La Cantina si trova a Farra di Soligo, tra le colline del Prosecco di Conegliano e Valdobbiadene. Le titolari Marianna Zago e Ornella Martinotto, hanno deciso di espiantare tutta la Glera di pianura (rinunciando ad un’entrata facile) in favore dei vitigni resistenti. Affinamento sulle fecce per 8 mesi con frequenti remuage in cemento vetrificato.
È un bianco da uve Solaris, una varietà che marca molto il territorio. Il profilo aromatico si fa più dolce, con note di pesca, petalo di rosa, mango ed erbe di campo. È evidente il richiamo al Moscato, genitore del Solaris, a cui si aggiunge una mineralità di pietra focaia. La nota aromatica si sente ma è tutt’altro che sfacciata. Agilità di beva e freschezza contraddicono il sorso.

Renitens – Vino bianco 2021

Le uve sono raccolte nei sei diversi territori delle aziende che compongono la rete Resistenti, tra Veneto, Friuli e Trentino. Vinificazioni separate nelle singole Cantine poi assemblaggio da parte di Nicola Biasi che, vendemmia dopo vendemmia, sceglie la migliore combinazione volta a costituire il biglietto da visita del gruppo. Nel caso dell’annata 2021, il 30% della massa fa un passaggio in legno. Solo 1200 bottiglie sul mercato da fine ottobre.
È un bianco complesso, dal naso discreto e armonico. Fruttato netto e preciso, note verdi, tropicali. In bocca una nota savory, eleganza cremosa e acidità che dona slancio alla beva. Già godibile adesso, ha un nerbo scalpitante e darà un piacere riassaggiarlo fra 3-4 anni almeno.

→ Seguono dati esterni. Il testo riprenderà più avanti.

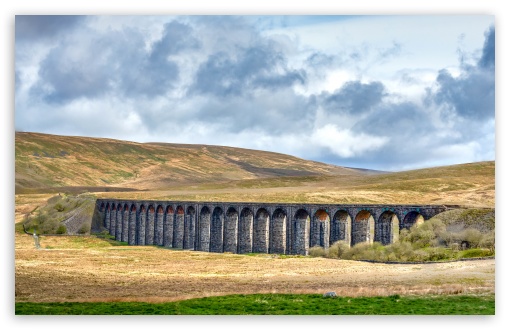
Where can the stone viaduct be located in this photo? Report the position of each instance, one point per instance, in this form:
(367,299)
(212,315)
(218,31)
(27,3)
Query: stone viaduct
(256,227)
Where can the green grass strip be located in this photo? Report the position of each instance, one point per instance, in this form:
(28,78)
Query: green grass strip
(277,304)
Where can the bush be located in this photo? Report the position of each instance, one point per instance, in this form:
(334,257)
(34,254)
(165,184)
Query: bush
(338,249)
(488,241)
(317,251)
(402,251)
(476,253)
(84,229)
(59,207)
(62,229)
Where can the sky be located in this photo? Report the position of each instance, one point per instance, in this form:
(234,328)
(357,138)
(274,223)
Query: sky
(384,92)
(421,68)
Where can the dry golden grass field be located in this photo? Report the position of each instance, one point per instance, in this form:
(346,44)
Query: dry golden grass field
(89,269)
(93,269)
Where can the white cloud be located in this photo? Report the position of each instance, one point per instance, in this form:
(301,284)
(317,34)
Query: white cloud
(345,143)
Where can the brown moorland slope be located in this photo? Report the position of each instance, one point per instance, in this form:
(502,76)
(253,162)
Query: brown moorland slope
(45,161)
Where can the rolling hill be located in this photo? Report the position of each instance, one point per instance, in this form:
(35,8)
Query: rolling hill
(46,161)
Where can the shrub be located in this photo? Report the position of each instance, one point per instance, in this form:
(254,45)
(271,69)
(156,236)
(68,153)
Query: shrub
(472,236)
(476,253)
(338,249)
(402,251)
(84,229)
(488,241)
(62,229)
(317,251)
(59,207)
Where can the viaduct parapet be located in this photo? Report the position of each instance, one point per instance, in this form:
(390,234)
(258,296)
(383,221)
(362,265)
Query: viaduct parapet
(256,227)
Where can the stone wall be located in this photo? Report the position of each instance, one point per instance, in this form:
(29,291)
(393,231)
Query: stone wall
(259,228)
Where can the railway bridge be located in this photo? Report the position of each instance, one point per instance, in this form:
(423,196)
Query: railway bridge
(277,228)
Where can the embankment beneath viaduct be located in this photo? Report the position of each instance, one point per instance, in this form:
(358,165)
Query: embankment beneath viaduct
(256,227)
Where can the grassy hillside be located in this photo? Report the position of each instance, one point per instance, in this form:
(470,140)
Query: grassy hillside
(121,169)
(45,161)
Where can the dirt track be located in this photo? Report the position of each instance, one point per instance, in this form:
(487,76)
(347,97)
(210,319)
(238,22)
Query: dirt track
(89,269)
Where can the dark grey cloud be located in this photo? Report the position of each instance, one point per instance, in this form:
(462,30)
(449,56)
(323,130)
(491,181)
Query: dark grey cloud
(472,93)
(488,58)
(113,62)
(155,74)
(35,28)
(354,97)
(220,79)
(400,121)
(256,67)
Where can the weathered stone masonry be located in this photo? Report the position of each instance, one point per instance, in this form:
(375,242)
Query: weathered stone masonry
(256,227)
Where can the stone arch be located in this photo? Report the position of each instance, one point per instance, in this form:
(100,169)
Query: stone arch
(387,228)
(340,228)
(149,227)
(204,229)
(217,230)
(319,229)
(412,218)
(278,232)
(142,219)
(102,211)
(230,230)
(245,231)
(261,231)
(168,227)
(189,228)
(300,233)
(132,225)
(113,219)
(125,223)
(179,228)
(118,222)
(363,228)
(158,225)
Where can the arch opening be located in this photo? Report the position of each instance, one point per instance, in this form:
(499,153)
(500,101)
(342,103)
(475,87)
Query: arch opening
(244,242)
(319,229)
(300,229)
(204,229)
(168,227)
(387,228)
(363,228)
(412,218)
(189,228)
(178,239)
(149,227)
(132,225)
(158,225)
(340,228)
(217,230)
(118,223)
(261,231)
(230,230)
(141,225)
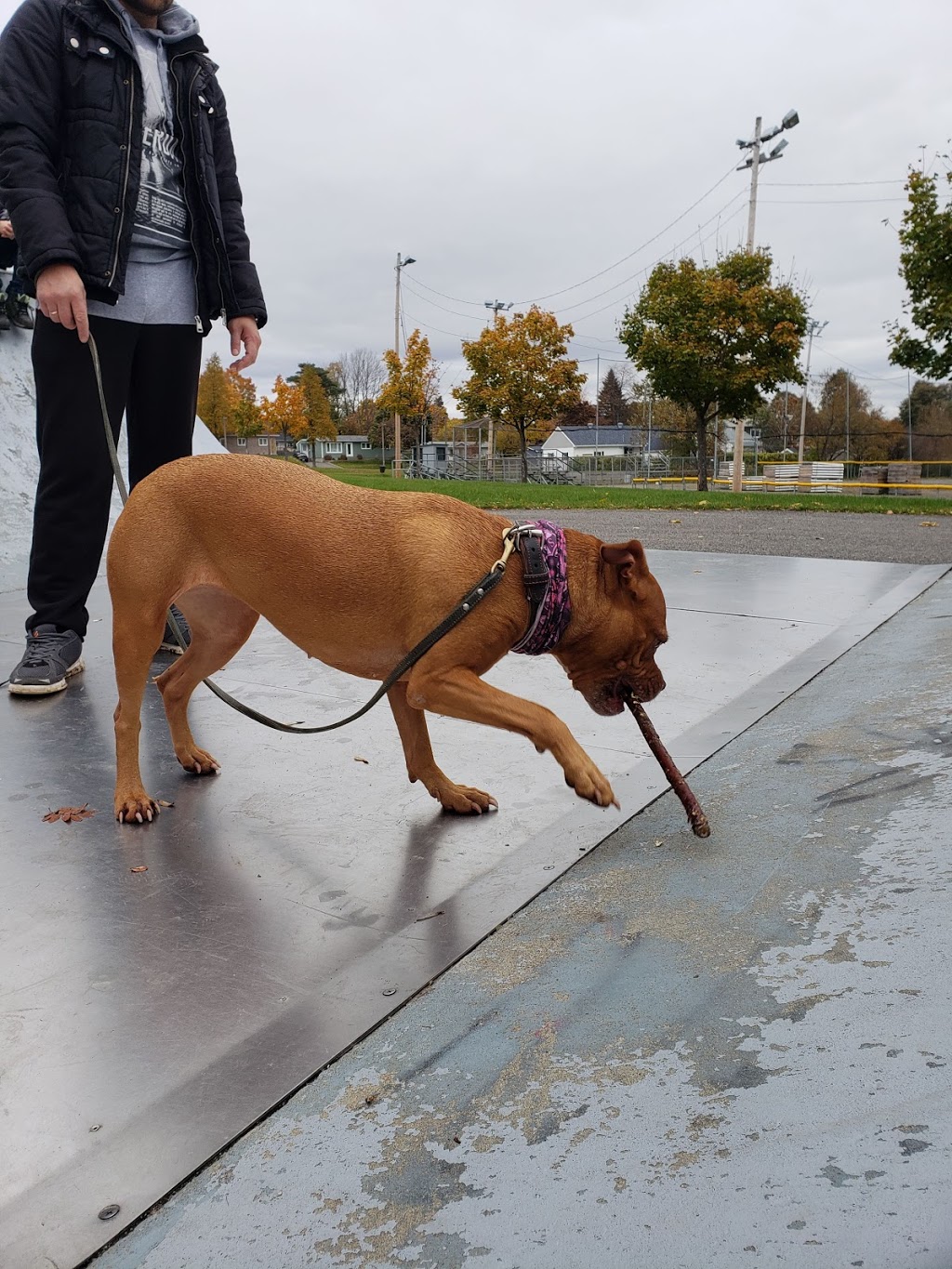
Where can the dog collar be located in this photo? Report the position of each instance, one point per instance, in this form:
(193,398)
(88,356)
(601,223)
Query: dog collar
(545,575)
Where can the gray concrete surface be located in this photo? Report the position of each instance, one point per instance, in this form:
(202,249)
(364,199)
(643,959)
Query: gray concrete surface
(684,1054)
(298,897)
(809,535)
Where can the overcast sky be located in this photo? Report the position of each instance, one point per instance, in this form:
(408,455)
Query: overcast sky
(516,148)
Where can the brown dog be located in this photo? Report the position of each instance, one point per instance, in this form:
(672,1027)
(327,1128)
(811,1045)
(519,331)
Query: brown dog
(357,577)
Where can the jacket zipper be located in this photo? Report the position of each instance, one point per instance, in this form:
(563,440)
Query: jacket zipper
(184,177)
(111,275)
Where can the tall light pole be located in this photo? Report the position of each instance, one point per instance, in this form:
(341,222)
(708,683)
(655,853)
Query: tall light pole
(497,306)
(753,162)
(813,327)
(400,264)
(789,121)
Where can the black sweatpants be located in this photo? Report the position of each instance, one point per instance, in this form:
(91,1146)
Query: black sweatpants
(152,375)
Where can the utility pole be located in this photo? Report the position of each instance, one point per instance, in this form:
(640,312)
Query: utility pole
(400,264)
(909,411)
(754,170)
(813,327)
(497,306)
(789,121)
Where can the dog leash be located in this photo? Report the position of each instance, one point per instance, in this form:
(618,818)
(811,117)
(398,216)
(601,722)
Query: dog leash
(511,541)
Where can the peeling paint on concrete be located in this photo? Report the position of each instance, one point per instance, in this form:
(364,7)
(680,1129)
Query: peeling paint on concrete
(746,1037)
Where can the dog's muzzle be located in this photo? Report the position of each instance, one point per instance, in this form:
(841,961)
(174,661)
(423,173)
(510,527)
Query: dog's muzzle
(608,698)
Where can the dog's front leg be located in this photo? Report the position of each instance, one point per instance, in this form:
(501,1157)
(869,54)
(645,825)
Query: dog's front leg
(459,693)
(420,764)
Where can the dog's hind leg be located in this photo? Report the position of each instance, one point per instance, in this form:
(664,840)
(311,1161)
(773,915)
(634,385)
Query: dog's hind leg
(219,625)
(420,764)
(138,629)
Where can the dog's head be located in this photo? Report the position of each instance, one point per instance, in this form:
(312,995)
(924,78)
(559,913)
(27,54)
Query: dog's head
(615,656)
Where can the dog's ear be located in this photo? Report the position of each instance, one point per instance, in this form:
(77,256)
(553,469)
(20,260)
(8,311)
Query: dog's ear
(628,559)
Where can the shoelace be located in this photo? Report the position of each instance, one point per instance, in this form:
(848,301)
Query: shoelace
(40,647)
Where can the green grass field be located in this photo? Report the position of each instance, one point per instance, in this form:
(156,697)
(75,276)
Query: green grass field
(494,496)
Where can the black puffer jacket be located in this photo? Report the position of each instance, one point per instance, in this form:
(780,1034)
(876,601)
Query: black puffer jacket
(70,153)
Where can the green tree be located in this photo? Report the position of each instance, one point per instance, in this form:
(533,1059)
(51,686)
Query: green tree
(521,375)
(716,337)
(577,414)
(926,267)
(216,397)
(930,410)
(614,410)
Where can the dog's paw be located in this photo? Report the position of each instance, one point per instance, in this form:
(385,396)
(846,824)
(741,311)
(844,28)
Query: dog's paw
(135,807)
(590,785)
(462,800)
(197,761)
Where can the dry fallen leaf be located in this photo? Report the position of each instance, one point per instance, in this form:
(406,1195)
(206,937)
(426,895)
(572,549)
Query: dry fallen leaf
(69,813)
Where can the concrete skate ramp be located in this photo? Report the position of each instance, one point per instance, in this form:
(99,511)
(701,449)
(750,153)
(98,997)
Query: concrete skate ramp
(298,899)
(18,456)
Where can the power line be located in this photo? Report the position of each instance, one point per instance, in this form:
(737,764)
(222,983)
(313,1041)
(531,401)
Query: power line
(829,184)
(580,303)
(826,202)
(601,273)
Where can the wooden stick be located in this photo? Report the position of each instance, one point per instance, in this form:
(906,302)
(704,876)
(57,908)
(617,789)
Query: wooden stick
(697,817)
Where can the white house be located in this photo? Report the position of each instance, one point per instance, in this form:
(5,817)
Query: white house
(593,442)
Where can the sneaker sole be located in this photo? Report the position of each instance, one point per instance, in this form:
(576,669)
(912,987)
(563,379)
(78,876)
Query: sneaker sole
(45,689)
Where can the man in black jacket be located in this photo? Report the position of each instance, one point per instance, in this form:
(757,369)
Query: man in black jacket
(118,169)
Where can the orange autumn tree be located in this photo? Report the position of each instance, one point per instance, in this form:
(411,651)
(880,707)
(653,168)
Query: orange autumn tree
(413,385)
(521,375)
(245,414)
(216,397)
(285,411)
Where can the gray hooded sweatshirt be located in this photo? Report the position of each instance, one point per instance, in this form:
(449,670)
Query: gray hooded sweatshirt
(160,281)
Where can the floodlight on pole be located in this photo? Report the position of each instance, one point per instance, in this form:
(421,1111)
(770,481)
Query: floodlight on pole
(789,121)
(497,306)
(400,264)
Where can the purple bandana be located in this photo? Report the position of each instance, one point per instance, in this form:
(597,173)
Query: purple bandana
(556,609)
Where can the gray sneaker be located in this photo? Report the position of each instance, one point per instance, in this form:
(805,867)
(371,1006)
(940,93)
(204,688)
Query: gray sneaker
(48,661)
(170,642)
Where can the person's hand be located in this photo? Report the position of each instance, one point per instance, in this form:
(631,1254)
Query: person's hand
(244,331)
(62,298)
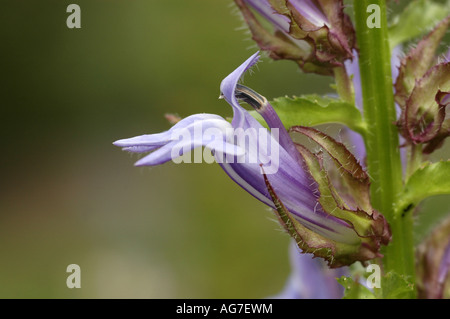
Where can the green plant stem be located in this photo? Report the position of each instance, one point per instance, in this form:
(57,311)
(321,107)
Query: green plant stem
(415,159)
(382,144)
(344,86)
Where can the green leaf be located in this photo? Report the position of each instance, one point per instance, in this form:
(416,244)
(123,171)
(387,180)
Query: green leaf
(395,286)
(417,18)
(313,110)
(430,180)
(354,290)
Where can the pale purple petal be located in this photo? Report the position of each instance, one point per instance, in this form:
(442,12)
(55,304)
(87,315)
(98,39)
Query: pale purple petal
(444,268)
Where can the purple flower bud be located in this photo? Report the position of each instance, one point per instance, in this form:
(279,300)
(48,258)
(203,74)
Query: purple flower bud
(434,264)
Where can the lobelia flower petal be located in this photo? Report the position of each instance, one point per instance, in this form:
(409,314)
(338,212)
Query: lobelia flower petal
(291,185)
(192,132)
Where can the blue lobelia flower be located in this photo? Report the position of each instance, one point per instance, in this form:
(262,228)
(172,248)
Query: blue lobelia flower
(283,175)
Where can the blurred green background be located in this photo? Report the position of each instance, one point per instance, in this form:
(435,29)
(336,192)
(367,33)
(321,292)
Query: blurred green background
(69,196)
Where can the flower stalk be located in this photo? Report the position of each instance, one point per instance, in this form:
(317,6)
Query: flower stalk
(382,143)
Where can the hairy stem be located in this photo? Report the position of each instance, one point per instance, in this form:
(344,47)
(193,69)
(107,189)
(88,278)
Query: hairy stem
(382,144)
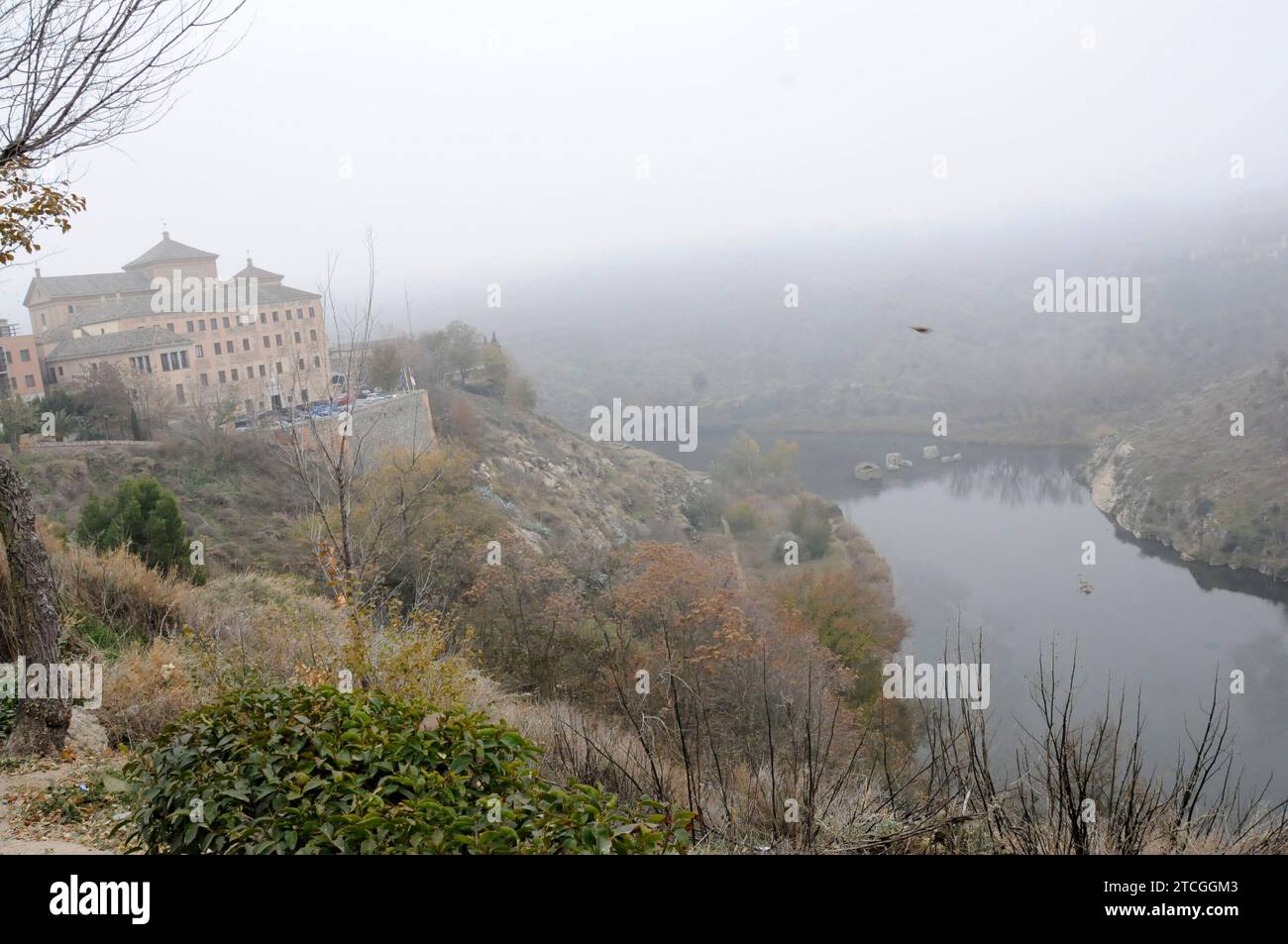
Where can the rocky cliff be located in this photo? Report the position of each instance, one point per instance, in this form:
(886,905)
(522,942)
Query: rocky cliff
(1209,475)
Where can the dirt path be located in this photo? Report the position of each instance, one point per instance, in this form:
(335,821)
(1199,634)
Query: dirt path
(12,785)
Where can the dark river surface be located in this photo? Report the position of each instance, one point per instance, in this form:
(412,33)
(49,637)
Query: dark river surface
(995,543)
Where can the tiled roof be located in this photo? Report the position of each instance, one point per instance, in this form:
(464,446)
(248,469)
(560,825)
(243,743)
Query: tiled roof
(115,343)
(253,270)
(97,283)
(168,250)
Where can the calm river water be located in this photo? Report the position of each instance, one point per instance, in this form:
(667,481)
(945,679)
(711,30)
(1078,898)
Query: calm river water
(995,543)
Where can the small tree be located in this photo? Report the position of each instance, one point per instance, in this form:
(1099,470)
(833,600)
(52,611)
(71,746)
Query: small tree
(143,517)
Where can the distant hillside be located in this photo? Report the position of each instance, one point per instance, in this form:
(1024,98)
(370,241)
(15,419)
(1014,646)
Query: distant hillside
(1181,478)
(711,327)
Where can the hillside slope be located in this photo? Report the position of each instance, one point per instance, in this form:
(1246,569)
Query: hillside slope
(1184,479)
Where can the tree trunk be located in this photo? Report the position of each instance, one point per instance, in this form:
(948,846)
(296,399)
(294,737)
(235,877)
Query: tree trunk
(42,724)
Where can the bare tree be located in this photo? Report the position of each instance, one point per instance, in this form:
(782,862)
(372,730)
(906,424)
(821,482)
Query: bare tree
(75,73)
(327,452)
(34,626)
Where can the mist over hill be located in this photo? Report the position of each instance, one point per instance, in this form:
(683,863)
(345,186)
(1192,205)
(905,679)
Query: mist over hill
(711,326)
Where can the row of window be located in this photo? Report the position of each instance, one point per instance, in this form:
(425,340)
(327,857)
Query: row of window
(250,371)
(200,323)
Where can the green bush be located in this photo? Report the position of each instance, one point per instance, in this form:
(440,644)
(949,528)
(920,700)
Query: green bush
(742,518)
(314,771)
(143,517)
(809,519)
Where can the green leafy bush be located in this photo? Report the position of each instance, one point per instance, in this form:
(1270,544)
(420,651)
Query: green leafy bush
(145,518)
(809,518)
(314,771)
(742,518)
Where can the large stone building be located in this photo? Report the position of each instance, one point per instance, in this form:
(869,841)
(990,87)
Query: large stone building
(174,329)
(20,364)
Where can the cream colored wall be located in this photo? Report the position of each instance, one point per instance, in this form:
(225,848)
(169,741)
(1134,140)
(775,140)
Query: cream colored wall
(20,369)
(290,384)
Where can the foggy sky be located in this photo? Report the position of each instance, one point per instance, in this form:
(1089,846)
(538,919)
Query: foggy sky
(490,141)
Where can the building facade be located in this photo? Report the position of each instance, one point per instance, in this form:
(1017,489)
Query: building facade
(21,373)
(175,330)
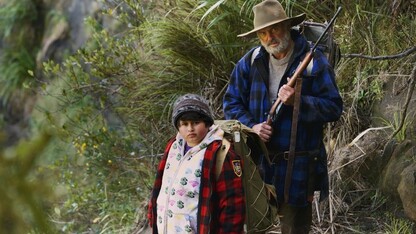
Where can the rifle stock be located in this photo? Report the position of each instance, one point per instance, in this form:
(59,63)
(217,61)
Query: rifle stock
(302,66)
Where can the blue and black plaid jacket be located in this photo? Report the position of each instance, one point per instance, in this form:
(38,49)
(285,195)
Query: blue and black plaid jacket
(247,100)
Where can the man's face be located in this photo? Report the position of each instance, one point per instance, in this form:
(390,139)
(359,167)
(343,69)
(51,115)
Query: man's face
(275,39)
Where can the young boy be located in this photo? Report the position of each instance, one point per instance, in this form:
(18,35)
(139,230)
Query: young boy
(188,196)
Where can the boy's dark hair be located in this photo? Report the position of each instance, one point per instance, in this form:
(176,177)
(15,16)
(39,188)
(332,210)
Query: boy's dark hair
(194,116)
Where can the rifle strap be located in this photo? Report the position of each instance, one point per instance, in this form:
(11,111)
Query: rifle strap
(221,153)
(292,147)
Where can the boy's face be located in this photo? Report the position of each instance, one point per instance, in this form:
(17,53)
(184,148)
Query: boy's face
(193,131)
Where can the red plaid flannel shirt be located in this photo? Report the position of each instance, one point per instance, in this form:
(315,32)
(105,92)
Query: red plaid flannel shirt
(221,207)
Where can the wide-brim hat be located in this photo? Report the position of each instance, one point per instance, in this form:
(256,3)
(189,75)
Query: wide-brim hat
(270,12)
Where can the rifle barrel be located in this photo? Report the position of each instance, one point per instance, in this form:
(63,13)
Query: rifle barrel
(301,67)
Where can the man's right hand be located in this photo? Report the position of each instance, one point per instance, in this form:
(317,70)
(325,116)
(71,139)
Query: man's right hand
(264,131)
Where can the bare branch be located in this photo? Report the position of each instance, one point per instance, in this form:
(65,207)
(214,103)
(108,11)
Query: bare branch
(385,57)
(408,99)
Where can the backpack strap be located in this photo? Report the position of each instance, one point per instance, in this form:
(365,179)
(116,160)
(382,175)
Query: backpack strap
(254,54)
(221,153)
(309,68)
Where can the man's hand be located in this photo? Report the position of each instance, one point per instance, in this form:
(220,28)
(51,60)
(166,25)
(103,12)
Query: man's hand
(287,95)
(264,131)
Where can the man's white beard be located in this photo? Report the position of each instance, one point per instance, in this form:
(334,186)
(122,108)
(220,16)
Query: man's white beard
(283,44)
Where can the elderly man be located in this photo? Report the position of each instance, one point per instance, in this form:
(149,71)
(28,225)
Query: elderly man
(258,79)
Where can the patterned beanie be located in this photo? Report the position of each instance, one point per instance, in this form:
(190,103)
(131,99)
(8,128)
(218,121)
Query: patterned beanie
(191,103)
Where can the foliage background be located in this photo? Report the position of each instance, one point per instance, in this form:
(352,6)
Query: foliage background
(102,113)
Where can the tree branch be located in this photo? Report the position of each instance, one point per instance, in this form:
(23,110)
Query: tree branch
(385,57)
(408,99)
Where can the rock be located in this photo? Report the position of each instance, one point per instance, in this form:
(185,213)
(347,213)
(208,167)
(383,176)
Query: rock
(407,190)
(389,179)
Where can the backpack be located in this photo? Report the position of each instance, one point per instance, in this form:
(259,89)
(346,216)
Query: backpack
(260,198)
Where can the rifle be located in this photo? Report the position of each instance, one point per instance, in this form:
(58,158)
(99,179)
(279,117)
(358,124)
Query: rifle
(302,66)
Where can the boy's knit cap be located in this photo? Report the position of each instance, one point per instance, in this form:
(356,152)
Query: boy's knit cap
(191,103)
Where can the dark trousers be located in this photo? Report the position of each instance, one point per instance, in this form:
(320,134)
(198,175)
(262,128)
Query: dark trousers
(295,220)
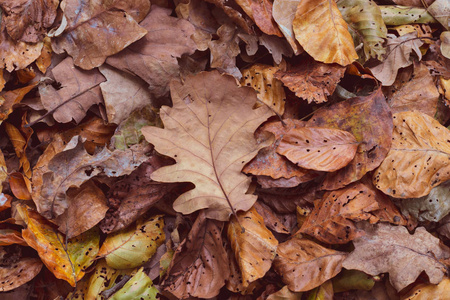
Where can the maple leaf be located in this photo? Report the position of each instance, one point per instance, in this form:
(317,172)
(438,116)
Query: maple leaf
(209,132)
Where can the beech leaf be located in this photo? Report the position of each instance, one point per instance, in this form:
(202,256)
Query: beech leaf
(304,264)
(321,30)
(254,245)
(135,245)
(391,249)
(209,132)
(418,158)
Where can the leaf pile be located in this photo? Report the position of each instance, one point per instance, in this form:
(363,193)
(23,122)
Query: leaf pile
(240,149)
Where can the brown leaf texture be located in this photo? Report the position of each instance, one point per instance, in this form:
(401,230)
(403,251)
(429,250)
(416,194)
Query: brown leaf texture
(391,249)
(320,149)
(418,158)
(209,132)
(27,20)
(154,57)
(321,30)
(369,119)
(99,30)
(199,267)
(312,80)
(304,264)
(254,246)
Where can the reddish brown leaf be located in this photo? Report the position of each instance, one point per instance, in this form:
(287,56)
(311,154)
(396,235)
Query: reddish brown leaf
(369,119)
(305,265)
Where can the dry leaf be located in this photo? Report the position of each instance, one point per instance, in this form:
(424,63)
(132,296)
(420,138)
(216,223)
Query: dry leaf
(398,55)
(418,158)
(304,265)
(369,119)
(209,132)
(135,245)
(154,57)
(316,148)
(321,30)
(254,246)
(27,20)
(79,91)
(391,249)
(200,265)
(312,80)
(99,30)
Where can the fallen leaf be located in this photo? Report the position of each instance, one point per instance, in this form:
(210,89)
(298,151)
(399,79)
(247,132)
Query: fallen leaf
(99,30)
(87,207)
(58,169)
(140,286)
(304,265)
(320,149)
(321,30)
(211,140)
(312,80)
(391,249)
(365,18)
(19,273)
(123,93)
(79,91)
(254,246)
(199,266)
(135,245)
(67,260)
(398,55)
(283,13)
(419,93)
(369,119)
(154,57)
(27,20)
(269,90)
(417,160)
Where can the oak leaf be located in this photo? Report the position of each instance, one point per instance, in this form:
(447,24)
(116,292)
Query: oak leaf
(199,266)
(304,264)
(316,148)
(321,30)
(135,245)
(418,158)
(391,249)
(99,30)
(209,132)
(154,57)
(369,119)
(254,245)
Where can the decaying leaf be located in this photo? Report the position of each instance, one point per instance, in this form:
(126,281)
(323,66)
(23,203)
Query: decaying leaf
(79,91)
(320,149)
(398,55)
(418,158)
(211,140)
(321,30)
(19,273)
(199,266)
(154,57)
(254,246)
(67,261)
(304,264)
(99,30)
(369,119)
(391,249)
(27,20)
(312,80)
(132,247)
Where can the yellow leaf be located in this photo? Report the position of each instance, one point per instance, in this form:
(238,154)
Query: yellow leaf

Ca’ da Roman – Masnada Ezzelina, Rosso Igt Veneto 2020  

L’azienda si trova ai piedi del Monte Grappa, su terreni ricchi e clima tradizionalmente caldo ma con forti escursioni termiche. La tenuta si estende per 18 ettari, di cui 7 coltivati esclusivamente con vitigni piwi e il resto a uliveti, frutteti, orti, seminativi. È la più grande realtà europea che ha deciso di impiantare solo uve resistenti.
Blend di Regent 70% e Cabernet Eitos 30% che affinano in barrique di rovere francese per 12 mesi, dove il secondo svolge anche la malolattica. Colore rosso rubino tenue, è un vino basato più sulla finezza che sulla potenza. Il profilo olfattivo sta nel mezzo tra quello tipico del Cabernet Sauvignon e del Pinot nero. Ricordi di frutta rossa e nera come mora e prugna a cui si aggiunge una parte verde di sottobosco ed erbe aromatiche. Il tannino è ancora giovane ma non stringente. Elegante, sfumato, di media struttura, ha un buon potenziale e fra qualche anno darà il meglio di sé.

Vin de la Neu, Igt Vigneti delle Dolomiti 2019

Siamo a Còredo, in Val di Non a 832 metri sul livello del mare. I terreni di dolomia sono allevati ad alberello. La densità è di 16.600 viti/ha e la resa si aggira intorno ai 50 hl/ha. Pressatura soffice e chiarifica statica in vasche di cemento non vetrificato. Fermentazione in barrique di rovere francese a 16 °C per 20 giorni con svolgimento della malolattica. Poi 11 mesi in barrique di rovere francese e 14 mesi di affinamento in bottiglia. Nel 2019 sono state prodotte 941 bottiglie e 30 magnum.
Da Johanniter in purezza, ha un colore brilante giallo limone con riflessi tendenti al verde. Il bouquet è raffinato e polifonico, con sentori di agrumi, fieno tagliato, fiori bianchi, mela gialla, cera d’api e una leggera nota di caramello. Richiama i sentori di un Puligny-Montrachet. Al palato spicca l’acidità, che è elevata ma non fastidiosa, garantendo dinamicità e agilità di beva. La ricchezza olfattiva si ritrova in bocca, con una sapidità e un lungo finale piacevolmente minerale. È un vino fatto per durare nel tempo e ha fatto da apripista, dimostrando che anche con i piwi è possibile raggiungere certi obiettivi di qualità.


Nota finale sui prezzi

Il Vin de la Neu si aggira sui 100 euro in enoteca, mentre gli altri si trovano sulla scaffale a circa 20 euro sullo scaffale, ad eccezione del Renitens che costa circa a 30 euro. «Una fascia di prezzo che dice: guardate, stiamo lavorando per fare le cose bene», conclude Nicola Biasi.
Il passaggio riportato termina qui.